UGCG expression is correlated with chemotherapy efficacy in breast cancer. (A) Heat maps show the differentially expressed genes (DEGs) between chemoresistant and chemosensitive breast cancer tissues (GSE21974) or cells (GSE28784) based on GEO cohorts. (B) Venn diagrams display DEGs that are commonly upregulated or downregulated in GES21974 and GSE28784 cohorts. (C) Representative images of IHC staining of UGCG in normal and breast cancer tissue samples. Scale bar, 100 μm. (D) The IHC staining score of UGCG in chemosensitive and chemoresistant breast cancer tissues was analyzed, and the representative images of IHC staining of UGCG in two groups were shown. (E) ROC analysis of sensitivity and resistance to chemotherapy between breast cancer patients with high and low UGCG expression. (F) The four-fold table shows the expression of UGCG in chemosensitive and chemoresistant breast cancer tissues. (G) The association between IHC score of UGCG staining and MP classification was evaluated through spearman regression analysis. (H) The protein levels of UGCG in normal breast epithelial cell line (MCF10A) and breast cancer cell lines were examined by western blot.

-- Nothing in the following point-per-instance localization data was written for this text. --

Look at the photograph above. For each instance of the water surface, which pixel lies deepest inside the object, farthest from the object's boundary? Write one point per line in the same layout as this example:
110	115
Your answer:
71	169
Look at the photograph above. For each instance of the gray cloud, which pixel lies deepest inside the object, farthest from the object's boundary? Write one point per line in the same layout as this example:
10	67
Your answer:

UGCG promotes malignant behaviors of BC cells

Initially, the impact of UGCG on the biological traits of BC cells was studied. The upregulation efficacy of UGCG was validated using qRT-PCR and western blot analysis (Fig. 2A). The impact of UGCG on the proliferation of organoids obtained from BC patients was evaluated. The findings demonstrated that the overexpression of UGCG resulted in an augmented size of organoids (Fig. 2B). Furthermore, the outcomes from MTT, colony formation, and EdU assays suggested that the overexpression of UGCG increased the proliferative capacity of MDA-MB-231 and MDA-MB-468 cells (Fig. S2). The sphere formation assay demonstrated that UGCG enhanced the stem-like properties of BC cells (Fig. 2C). The flow cytometry assay also found an elevated percentage of ALDH+ cells after UGCG overexpression (Fig. 2D). Furthermore, the wound healing test and transwell assay demonstrated that the overexpression of UGCG greatly enhanced the migration and invasion of BC cells (Fig. 2E and F). Moreover, the CM derived from BC cells with UGCG overexpression resulted in enhanced tube-forming capabilities of HUVECs compared to control cells (Fig. 2G). The western blot experiment revealed increased levels of Vimentin, N-cadherin, and Fibronectin following UGCG overexpression. Conversely, the expression of E-cadherin reduced (Fig. 2H), suggesting an augmented epithelial-mesenchymal transition. UGCG knockdown consistently reduced BC cell migration, invasion, stemness, and proliferation (Figs. S3 and S4). Together, all of these investigations indicated that UGCG functions as a facilitator of tumor progression in BC.

Fig. 2.

UGCG overexpression induced malignant behaviors of breast cancer cells. (A) The overexpression efficiency of UGCG was validated by qRT-PCR and western blot assays. (B) The effect of UGCG on the growth of patient-derived organoid was analyzed. (C) Sphere formation assay was used to evaluate the influence of UGCG on tumor stemness. (D) Flow cytometry assay was performed to detect the percentage of ALDH+ breast cancer cells. (E) The migratory and invasive capacities of breast cancer cells with or without UGCG overexpression were evaluated using transwell assay. (F) Wound healing assay was used to measure the effect of UGCG overexpression on the migratory capacity of breast cancer cells. (G) Tube formation assay was performed to analyze the angiogenesis-promoting effect of UGCG overexpression on HUVEC cells. (H) The expression of EMT-related proteins in breast cancer cells transfected with control or UGCG-overexpressing vectors was detected by western blot. (*P < 0.05, **P < 0.01, ***P < 0.001).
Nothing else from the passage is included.